Personal information
- Born: December 17, 1899 Villisca, Iowa, U.S.
- Died: December 22, 1978 (aged 79) Springfield, Missouri, U.S.
- Listed height: 6 ft 0 in (1.83 m)
- Listed weight: 195 lb (88 kg)

Career information
- College: Iowa (1920–1922)

Career history
- Buffalo Bisons (1927); Green Bay Packers (1928–1929);

Awards and highlights
- NFL champion (1929); First-team All-American (1922); First-team All-Big Ten (1922);

Career NFL statistics
- Games played: 23

= Paul Minick =

American football player (1899–1978)

Paul Daniel Minick (December 17, 1899 – December 22, 1978) was an American football player and coach and film actor.

==Early life==
Minick was born in 1899 at Villisca, Iowa. He attended West High School in Des Moines, Iowa.

==University of Iowa==
Minick enrolled at the University of Iowa in 1919 and played college football for the Iowa Hawkeyes football teams from 1920 to 1922, including the undefeated 1921 and 1922 teams. At the end of the 1922 season, Minick won first-team honors on both the 1922 All-Big Ten Conference football team and the 1922 All-America college football team.

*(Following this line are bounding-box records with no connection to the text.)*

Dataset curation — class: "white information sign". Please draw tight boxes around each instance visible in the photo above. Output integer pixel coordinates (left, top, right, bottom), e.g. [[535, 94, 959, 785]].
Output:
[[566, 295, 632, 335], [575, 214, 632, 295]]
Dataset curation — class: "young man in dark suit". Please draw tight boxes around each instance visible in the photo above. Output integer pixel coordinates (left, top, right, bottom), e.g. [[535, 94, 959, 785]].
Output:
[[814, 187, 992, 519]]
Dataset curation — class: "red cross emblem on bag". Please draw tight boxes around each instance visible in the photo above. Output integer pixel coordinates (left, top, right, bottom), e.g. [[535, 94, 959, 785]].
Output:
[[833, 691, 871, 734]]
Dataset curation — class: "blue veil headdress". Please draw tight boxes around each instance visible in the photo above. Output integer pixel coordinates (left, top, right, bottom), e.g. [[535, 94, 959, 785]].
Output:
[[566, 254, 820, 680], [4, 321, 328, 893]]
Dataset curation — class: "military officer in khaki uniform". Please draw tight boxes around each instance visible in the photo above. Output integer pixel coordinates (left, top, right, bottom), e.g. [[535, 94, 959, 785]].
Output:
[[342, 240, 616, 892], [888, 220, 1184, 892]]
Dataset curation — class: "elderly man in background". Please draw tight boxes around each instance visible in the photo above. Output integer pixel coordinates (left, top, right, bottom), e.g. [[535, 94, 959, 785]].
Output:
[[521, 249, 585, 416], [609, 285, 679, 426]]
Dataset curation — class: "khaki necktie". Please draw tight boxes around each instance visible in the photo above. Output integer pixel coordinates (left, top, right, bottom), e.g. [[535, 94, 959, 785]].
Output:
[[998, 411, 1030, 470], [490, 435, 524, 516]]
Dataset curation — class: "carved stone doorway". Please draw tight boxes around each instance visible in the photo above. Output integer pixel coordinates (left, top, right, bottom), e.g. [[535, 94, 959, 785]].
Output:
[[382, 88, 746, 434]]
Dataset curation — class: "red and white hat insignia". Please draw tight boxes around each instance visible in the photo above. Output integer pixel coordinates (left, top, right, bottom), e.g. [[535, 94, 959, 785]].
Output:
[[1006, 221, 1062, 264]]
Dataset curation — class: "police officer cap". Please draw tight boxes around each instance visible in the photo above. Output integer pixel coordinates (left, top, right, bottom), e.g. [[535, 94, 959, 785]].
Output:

==USC coach and Hollywood actor==
After graduating from Iowa, Minick moved to Los Angeles where he became an assistant coach for the 1925 USC Trojans football team. He served as the line coach under head coach Howard Jones who had previously coached Iowa while Minick was a player.

While in Los Angeles, Minick also acted in Hollywood movies, including College Days (1926), One Minute to Play (1926), Forever After (1926), The Poor Nut (1927), and The Drop Kick (1927). He also worked for a time as a gardener and caretaker of Gloria Swanson's estate in Beverly Hills.

==Professional football==
Minick also played professional football beginning in 1926 with the New York Yankees of the American Football League. He also played for Red Grange's all-star professional football team in 1926. He then played three years in the National Football League (NFL), mostly at the guard position, for the Buffalo Bisons (1927) and Green Bay Packers (1928–1929). He was a member of the 1929 Green Bay Packers that won the NFL championship. In 1929, the Green Bay Press-Gazette praised his contributions to the club:Paul is a smart line man and ... gained the distinction of being the Packers' leading guard. ... Minick follows the ball like a hawk. He seems to have a super football sense ... and often would pull out of his position and nail a carrier in his tracks.

Minick continued work in the Hollywood movie business in the off-season while playing for the Packers.

==Later life==
Minick moved to Springfield, Missouri, in 1940 and worked as an insurance agent. His son, Peter David Minick, died in a car crash in 1957 while in college in Washington, DC. He died in Springfield in 1978 at age 79.